Omni-Dry is Columbia’s latest waterproof and breathable fabric, and on paper it appears to stand beside the best that money can buy. With the proud claim that it is ‘more air-permeable than Gore-Tex’ and that it is ‘the ultimate in waterproof technology for the outdoors’, Columbia has clearly set out its stall. The question is, does it actually help hillwalkers stay dry and comfortable?
I’ve been using the Columbia Compounder Shell, which features the new Omni-Dry fabric, for a few months to see how it stands up to typical wet and windy weather in the Lake District. It is certainly a very comfortable jacket, with a fabric that has a very soft feel, and it moves effortlessly with the body. The fabric is a 2.5-layer design, which in plain English means there is a thin coating on the inside rather than a full third inner layer to the fabric sandwich, with the outer fabric and waterproof membrane being the other two layers.

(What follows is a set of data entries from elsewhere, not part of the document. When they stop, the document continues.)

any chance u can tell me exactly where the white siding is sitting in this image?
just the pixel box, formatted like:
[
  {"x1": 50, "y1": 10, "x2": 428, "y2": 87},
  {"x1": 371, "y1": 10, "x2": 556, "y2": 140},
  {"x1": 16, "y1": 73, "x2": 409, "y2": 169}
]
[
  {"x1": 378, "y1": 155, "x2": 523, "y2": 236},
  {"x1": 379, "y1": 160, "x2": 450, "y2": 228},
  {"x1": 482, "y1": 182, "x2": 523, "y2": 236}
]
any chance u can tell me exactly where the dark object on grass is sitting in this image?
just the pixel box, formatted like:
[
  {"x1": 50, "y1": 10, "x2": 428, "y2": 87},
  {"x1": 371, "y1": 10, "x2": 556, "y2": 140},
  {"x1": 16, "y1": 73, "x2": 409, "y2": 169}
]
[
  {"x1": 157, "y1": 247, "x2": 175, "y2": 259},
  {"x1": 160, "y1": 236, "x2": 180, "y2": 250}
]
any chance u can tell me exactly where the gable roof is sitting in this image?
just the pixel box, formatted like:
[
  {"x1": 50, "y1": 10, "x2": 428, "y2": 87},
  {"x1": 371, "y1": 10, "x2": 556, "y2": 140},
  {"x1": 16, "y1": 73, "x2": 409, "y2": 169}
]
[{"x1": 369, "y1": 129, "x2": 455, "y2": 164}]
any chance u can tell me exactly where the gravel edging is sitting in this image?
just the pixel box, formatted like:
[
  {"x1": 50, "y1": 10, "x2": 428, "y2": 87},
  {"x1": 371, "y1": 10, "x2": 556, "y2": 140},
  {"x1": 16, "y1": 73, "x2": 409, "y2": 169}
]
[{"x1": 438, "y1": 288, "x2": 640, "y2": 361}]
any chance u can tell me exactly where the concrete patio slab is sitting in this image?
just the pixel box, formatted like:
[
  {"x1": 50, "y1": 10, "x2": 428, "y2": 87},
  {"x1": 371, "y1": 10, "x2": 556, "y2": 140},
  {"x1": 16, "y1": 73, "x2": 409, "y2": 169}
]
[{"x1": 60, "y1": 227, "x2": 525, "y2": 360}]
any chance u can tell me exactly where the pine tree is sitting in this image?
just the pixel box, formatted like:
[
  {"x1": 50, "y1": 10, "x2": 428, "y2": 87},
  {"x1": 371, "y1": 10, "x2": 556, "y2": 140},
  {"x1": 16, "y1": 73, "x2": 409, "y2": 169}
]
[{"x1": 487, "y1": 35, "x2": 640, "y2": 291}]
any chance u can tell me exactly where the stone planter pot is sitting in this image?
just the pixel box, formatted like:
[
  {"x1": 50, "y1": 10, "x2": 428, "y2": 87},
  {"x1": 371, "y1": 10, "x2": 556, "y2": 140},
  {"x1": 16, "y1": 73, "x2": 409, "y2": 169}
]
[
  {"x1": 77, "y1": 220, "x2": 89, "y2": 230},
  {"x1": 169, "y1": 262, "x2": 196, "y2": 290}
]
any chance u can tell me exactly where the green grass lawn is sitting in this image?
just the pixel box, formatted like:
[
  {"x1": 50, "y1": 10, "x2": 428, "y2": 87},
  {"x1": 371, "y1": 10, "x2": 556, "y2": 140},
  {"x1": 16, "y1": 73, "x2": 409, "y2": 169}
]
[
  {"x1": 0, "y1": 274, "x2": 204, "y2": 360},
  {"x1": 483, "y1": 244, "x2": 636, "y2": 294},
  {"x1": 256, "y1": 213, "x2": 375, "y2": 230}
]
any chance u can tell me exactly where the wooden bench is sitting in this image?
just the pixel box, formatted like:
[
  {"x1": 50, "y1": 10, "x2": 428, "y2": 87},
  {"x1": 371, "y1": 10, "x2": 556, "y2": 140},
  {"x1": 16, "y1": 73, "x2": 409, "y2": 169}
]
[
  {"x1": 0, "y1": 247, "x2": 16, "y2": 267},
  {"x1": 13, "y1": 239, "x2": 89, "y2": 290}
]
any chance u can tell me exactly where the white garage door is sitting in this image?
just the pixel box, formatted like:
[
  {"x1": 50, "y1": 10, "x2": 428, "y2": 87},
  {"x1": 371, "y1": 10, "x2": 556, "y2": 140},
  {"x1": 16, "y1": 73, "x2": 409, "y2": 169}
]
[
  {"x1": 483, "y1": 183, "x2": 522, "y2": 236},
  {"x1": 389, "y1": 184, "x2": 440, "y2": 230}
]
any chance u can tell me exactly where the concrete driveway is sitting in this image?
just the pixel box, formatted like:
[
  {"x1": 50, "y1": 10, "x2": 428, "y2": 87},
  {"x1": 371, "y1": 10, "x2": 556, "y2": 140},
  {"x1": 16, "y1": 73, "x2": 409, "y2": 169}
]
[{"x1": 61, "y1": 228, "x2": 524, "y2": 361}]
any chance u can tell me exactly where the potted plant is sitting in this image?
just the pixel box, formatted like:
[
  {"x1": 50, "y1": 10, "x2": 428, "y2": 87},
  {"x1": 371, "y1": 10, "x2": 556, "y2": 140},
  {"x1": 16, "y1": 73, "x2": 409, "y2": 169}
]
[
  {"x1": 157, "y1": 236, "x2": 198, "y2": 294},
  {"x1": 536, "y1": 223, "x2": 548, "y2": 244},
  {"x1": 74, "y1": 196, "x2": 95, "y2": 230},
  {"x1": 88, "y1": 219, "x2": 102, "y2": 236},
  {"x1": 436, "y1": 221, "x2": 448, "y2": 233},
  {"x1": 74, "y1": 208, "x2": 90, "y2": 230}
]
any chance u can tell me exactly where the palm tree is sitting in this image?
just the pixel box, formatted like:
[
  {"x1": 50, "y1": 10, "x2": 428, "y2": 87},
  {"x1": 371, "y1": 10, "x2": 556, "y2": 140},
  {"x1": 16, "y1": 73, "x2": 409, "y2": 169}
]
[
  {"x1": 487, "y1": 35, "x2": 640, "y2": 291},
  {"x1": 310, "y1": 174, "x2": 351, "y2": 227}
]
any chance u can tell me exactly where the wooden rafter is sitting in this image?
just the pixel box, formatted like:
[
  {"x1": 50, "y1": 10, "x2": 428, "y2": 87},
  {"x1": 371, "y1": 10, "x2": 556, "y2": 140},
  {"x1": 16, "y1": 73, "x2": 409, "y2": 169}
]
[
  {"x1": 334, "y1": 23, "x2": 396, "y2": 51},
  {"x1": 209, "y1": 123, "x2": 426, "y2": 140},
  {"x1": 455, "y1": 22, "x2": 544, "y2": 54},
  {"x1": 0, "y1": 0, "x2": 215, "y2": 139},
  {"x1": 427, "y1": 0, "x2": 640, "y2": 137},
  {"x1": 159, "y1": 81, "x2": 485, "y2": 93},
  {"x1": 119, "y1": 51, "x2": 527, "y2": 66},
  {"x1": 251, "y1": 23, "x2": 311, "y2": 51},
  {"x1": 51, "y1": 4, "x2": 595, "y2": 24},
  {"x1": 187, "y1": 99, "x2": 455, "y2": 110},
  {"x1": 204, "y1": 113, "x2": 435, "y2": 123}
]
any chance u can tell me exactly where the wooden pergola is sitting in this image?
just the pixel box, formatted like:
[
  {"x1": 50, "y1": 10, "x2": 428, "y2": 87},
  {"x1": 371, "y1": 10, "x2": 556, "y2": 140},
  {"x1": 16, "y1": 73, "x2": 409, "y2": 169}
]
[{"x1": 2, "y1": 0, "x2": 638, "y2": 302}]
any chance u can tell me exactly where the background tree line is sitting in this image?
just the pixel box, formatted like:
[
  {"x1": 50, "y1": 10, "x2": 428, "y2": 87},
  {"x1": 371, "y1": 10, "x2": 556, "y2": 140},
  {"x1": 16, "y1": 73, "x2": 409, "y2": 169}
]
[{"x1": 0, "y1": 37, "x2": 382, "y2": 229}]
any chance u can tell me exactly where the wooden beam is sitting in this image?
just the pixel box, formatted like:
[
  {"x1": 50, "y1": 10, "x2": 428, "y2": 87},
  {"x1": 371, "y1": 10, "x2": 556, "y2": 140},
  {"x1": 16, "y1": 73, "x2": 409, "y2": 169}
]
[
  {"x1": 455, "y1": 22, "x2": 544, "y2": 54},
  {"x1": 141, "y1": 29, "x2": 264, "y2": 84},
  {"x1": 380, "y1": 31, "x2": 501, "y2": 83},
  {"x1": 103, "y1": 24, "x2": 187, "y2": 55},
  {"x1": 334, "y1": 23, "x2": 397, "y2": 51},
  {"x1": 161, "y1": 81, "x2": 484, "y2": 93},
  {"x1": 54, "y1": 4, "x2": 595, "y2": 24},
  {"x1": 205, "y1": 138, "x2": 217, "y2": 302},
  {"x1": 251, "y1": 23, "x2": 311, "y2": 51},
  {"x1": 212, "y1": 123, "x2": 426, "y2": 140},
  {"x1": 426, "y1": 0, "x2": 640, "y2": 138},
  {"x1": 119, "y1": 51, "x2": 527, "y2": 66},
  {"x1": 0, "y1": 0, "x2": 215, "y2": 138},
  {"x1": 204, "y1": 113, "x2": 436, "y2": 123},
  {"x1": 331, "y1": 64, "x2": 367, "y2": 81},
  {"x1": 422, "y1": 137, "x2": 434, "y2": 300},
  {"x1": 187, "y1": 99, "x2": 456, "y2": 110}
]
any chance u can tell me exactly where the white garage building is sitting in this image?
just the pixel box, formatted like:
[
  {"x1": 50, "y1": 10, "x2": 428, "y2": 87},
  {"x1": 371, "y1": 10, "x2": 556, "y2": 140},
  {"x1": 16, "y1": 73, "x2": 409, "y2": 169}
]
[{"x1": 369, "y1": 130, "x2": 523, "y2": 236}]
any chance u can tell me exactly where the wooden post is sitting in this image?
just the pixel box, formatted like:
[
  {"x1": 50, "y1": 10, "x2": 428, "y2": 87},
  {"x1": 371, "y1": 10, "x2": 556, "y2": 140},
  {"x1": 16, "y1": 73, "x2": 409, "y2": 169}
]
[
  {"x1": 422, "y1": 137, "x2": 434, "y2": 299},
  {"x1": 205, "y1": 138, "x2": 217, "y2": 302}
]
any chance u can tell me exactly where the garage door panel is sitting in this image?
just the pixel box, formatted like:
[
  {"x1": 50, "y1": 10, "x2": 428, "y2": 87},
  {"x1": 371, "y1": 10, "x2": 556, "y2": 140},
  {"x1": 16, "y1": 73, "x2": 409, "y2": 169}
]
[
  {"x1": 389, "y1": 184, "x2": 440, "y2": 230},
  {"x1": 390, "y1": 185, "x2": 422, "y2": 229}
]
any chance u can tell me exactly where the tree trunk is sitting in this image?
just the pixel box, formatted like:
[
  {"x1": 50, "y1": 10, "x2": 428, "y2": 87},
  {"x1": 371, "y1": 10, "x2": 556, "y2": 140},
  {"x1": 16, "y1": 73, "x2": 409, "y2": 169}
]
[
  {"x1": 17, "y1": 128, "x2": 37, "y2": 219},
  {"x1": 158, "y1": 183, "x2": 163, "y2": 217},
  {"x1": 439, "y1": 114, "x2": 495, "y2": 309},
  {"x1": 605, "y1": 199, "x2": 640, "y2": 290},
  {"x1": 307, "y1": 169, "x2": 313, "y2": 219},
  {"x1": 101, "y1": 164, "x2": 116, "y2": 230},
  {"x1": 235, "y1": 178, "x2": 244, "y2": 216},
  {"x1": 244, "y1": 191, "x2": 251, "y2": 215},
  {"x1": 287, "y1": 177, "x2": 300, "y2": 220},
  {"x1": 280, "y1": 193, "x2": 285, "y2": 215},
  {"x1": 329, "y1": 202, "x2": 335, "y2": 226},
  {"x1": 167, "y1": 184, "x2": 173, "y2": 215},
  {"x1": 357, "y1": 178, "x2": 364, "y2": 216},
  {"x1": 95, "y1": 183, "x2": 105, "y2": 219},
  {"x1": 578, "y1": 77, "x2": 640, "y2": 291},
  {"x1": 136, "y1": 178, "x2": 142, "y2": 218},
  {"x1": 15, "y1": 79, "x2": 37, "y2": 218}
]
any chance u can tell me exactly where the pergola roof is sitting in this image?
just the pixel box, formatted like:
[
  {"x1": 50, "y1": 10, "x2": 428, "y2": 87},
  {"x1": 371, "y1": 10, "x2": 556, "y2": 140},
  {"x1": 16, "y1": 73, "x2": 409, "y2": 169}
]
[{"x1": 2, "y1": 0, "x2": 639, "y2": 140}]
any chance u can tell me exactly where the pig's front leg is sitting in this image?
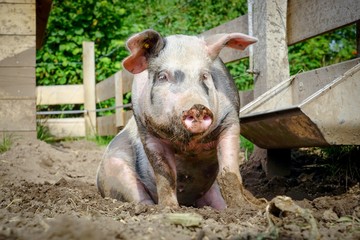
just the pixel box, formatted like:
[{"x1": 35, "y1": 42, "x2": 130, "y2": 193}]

It is this inner coating coupled with the waterproof and breathable membrane that controls the condensation.
The trouble is, while laboratory results are useful for comparing fabric breathability, they are not so good at mimicking what actually happens when you go for a walk, for numerous reasons. So when I’ve worn the Columbia Compounder Shell it has developed condensation inside, and more than I would experience from a 3-layer fabric, where the inner layer is a full layer of material, such as 3-layer eVent and 3-layer Gore-Tex Pro Shell for example. But if I compare the jacket to other 2.5-layer fabrics, such as Marmot’s Precip, then the Columbia Compounder Shell is a better option.
There’s also more to staying dry and comfortable than just the fabric, as it is often the pockets and hood for example that cause difficulties in the rain. The Compounder Shell has good arm movement and you get pit zips for venting as well as large pockets that are mesh-lined, to further improve venting, while also reducing weight. It has a single water-resistant zip up the front and a third chest pocket that takes a GPS, phone or a Cicerone-style guidebook.
But the pockets extend below rucksack waistbelts, while the hood design is not ideal as it does not easily turn with the head and it has a floppy peak that does not offer good protection. These design drawbacks are common to many jackets, of course; but when combined with a 2.5-layer fabric they don’t help to increase the comfort. However there is an area where the Columbia Compounder Shell performs very well – and that is when it is placed on the scales, as it tips them at 520g (size men’s L), which is pretty good for a jacket with pit zips, three pockets and a hood. Also the price of £195 is again very good for the overall performance.
Columbia’s new Omni-Dry fabric is a good 2.5-layer fabric, with the advantages of weight, price and softness. But to keep the wearer dry and comfortable when hillwalking, a jacket needs more than this.
Material 2.5-layer Omni Dry
Sizes S-XXL (men’s); XS-XL (women’s)
Weight 520g (size men’s L)
Made in China
Stockist details www.columbia.com
The Columbia Compounder Shell is a reasonable jacket at a good weight for the features, and a great price for the performance; but it is not the promised saviour for those who want to stay dry and comfortable when hillwalking.